Another example might be training an algorithm for use in approving mortgages on geographical information that relates to the quality of a neighborhood a person lives in. An algorithm might track variables such as the quality of schools and other houses in the area. However, this creates its own issues. Over time populations can become less diverse and communities can become segregated, with certain minorities disproportionately living in low income areas. This means that one could unintentionally end up targeting certain ethnicities within a city by tracking variables which are correlated with features like race, sex, or age, even though the algorithm was not explicitly designed to look for these categories.
The above examples illustrate how while algorithms can be discriminatory even when their designers try to correct for the possibility of bias and discrimination. What can be done to help ensure that algorithms don’t accidentally discriminate against groups of people?
Preventing Bias in Algorithms
Data scientists are tackling the issue of biased and discriminatory algorithms head on by designing tests that can determine if an algorithm may be introducing bias into its decision-making.
Moritz Hardt, a research scientist at Google, recognized the need for “a vetted methodology in machine learning for preventing (this kind of) discrimination based on sensitive attributes.” Hardt’s research recognized that naïve approaches like defining a set of “sensitive attributes” that should be removed from data would fail because though a particular attribute may no longer be present in the data, other attributes combined could act as a proxy and have the same effect. Instead, Hardt and his team tried an “equal opportunity” approach to supervised learning, based upon the idea that “individuals who qualify for a desired outcome should have an equal chance of being classified for this outcome.” The framework the Google research team created is intended to help identify variables which may lead to bias, and to keep a healthy balance between non-discrimination and classification accuracy.

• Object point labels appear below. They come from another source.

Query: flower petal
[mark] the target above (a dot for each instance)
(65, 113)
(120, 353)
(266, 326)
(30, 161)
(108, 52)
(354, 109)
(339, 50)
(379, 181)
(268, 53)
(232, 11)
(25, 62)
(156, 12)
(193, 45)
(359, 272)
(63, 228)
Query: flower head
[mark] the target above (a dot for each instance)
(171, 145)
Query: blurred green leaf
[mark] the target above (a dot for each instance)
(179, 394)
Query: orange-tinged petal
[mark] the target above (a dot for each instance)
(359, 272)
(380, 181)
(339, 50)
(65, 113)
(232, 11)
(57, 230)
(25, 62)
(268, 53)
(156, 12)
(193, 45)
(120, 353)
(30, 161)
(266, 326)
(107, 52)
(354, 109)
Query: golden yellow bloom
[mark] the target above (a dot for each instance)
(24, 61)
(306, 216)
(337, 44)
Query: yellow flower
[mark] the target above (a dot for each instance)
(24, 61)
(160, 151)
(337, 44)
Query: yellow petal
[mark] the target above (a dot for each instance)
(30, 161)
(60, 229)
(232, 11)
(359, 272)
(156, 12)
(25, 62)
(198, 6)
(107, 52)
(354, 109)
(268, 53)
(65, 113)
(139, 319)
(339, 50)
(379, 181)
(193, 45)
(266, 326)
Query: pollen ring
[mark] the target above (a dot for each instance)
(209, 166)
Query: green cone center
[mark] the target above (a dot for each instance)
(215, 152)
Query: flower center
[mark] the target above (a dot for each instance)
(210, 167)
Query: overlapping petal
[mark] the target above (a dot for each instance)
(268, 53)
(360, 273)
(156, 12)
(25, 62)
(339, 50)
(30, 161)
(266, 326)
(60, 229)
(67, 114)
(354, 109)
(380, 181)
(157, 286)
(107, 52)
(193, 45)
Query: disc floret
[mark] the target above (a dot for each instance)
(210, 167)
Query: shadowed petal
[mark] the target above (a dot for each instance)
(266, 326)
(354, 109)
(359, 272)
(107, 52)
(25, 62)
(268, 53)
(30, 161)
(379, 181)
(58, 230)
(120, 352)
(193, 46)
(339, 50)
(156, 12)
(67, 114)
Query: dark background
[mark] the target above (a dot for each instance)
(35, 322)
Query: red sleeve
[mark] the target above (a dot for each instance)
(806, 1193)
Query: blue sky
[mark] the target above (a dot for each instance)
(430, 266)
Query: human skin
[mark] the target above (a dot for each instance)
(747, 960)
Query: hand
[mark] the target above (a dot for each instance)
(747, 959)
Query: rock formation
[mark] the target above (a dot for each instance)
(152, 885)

Increased transparency has also been proposed as a solution to algorithmic bias. A paper published by researchers at Carnegie Mellon University explored a new way of determining how much impact a certain piece of input data has on an algorithm. This system could be a tool for government bodies or corporations to determine if an algorithm is being discriminatory. The system, which has been dubbed “Quantitative Input Influence” essentially functions by testing an algorithm on wide range of inputs, and then estimating which one of the inputs or set of inputs had the largest effect on the output of the algorithm. It tries to determine the weight or amount of influence an input has on a system’s output, creating “Algorithmic Transparency”. For example, it could tell you what percentage of a credit score is determined based off of a specific variable, like outstanding bills.
The ability of tools to determine if an algorithm is biased, which allows for correction, will likely be of great importance in the coming years. There is still a sizeable legal difference between explicit discrimination and implicit discrimination, and the question of who is held responsible when a computer algorithm discriminates has no real precedence.
While techniques to combat biased algorithms are being investigated, careful attention should be paid to how algorithms and machine learning techniques are applied. The blackbox nature of machine learning makes scrutinizing inputs and outputs for unintended consequences of importance to the health and fairness of our society.